考えられる答えは2つある。一つは、これまでの公共投資があまりにも非効率で、乗数が1以下であるという可能性である。この可能性も高い。復興投資で、シャッター通りを元のシャッター通りのままに復元すれば、乗数は1以下だろう。確かに、シャッター通りを復旧すれば、復旧工事代金は今年のGDPに計上される。しかし、翌年のGDPはまったく増えない。道路が復旧して生産が再開されるときには、復旧工事が計上されるだけでなく、工場の生産がGDPに計上される。これは永続的にGDPを引き上げることになる。この小論で「乗数」と言っているのは、このように永続的な効果である。非効率な公共投資には、永続的にGDPを引き上げる効果がない。

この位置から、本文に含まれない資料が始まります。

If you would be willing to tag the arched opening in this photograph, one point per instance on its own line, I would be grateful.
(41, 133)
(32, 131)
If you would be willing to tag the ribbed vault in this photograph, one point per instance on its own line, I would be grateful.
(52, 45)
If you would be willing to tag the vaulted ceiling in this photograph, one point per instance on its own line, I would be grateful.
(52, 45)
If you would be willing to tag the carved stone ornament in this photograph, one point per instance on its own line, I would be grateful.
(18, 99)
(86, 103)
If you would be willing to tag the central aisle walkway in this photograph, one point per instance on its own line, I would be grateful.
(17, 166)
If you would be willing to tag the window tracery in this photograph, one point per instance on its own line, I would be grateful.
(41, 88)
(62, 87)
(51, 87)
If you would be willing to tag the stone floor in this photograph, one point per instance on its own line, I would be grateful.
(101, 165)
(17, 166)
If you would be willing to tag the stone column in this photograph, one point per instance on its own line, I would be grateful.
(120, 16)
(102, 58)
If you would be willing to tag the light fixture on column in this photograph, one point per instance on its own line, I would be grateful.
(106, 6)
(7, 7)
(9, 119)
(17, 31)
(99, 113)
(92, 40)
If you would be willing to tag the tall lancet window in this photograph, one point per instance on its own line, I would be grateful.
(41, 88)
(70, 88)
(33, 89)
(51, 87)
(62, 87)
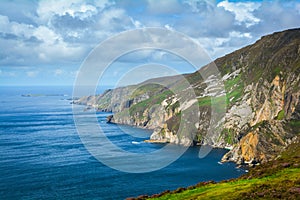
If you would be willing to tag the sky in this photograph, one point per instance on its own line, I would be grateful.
(46, 42)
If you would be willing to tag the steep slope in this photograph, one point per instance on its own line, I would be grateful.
(261, 100)
(278, 179)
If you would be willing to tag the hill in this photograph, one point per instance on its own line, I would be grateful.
(251, 107)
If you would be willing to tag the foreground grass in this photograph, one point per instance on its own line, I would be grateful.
(285, 183)
(278, 179)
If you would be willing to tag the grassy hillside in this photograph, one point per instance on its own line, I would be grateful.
(278, 179)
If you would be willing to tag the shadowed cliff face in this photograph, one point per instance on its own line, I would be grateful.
(261, 81)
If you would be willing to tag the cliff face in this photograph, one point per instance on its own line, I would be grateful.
(262, 101)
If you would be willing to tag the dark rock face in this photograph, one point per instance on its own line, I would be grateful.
(262, 102)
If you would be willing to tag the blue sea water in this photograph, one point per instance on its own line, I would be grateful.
(42, 156)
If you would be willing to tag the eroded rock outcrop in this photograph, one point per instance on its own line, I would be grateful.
(252, 107)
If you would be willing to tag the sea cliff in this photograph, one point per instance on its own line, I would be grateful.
(261, 99)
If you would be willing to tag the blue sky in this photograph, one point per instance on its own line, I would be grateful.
(45, 42)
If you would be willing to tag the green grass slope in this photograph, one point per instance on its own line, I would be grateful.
(278, 179)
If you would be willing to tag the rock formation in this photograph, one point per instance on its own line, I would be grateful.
(261, 102)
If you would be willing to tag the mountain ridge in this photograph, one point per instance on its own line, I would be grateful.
(261, 101)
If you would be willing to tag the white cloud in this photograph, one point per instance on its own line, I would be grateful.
(32, 74)
(243, 11)
(80, 8)
(58, 72)
(164, 7)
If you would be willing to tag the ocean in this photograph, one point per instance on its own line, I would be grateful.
(42, 156)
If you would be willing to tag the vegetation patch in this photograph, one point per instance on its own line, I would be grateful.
(280, 115)
(278, 179)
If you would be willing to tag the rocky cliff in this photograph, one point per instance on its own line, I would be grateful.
(260, 98)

もう一つの答えは、マンデル=フレミング・モデルが教える結果が表れているというものだ。マンデル=フレミング・モデルの教えとは、変動為替制度の下で(現在がそうである)財政支出を拡大すると、金利が上昇し、為替レートが上って輸出が減少し、財政拡大の効果と輸出減少の効果が打ち消しあって、GDPは増えないという教えだ。あるいは、変動為替制度の下では、財政拡大と金融拡大の両方を行わないとGDPは増えないという教えでもある。
別に、どちらの効果がどれだけ効いているかが分からなくてもかまわない。賢い復興投資をして、復興投資をするときは金融も緩和すれば良いだけだ。税という恒久的な収入源があれば、むしろ無駄なインフラ投資をしてしまう可能性が高くなるのではないだろうか。
4.組織や機構を作るべきなのか
組織や機構を作れば良いという思考がある。関東大震災では、確かに、有能な政治家である後藤新平が帝都復興院を作り、東京を復興させた。しかし、東日本復興院を作れば東日本は復興するだろうか。それは違う。東京は発展することが確実とされており、インフラが不足していた。復興院はインフラを作り、復興を果たした。東京は首都であり、後藤新平を始めとする復興院の人々は東京に住んでいた。復興院のエリートは、大日本帝国の首都、帝都がどのようなものであるべきかについて、被災地の普通の人々より深い知見を持っていた。エリートが機能した例である。しかし、東日本の被災地は、高齢化し、人口が減少している。発展を見通せていながらインフラ不足に悩んでいる地域ではない。どのように復興させるのか。東京の人々は何も知らない。
組織を作るという発想は、その組織が、地域にとって何が必要かが分かっているという前提に立っている。だから、その系として、復興のためには集中的な投資が必要だと主張する。しかし、すでに述べたように、集中的な投資で人々の役に立つことが、より低いコストでできるとは思えない。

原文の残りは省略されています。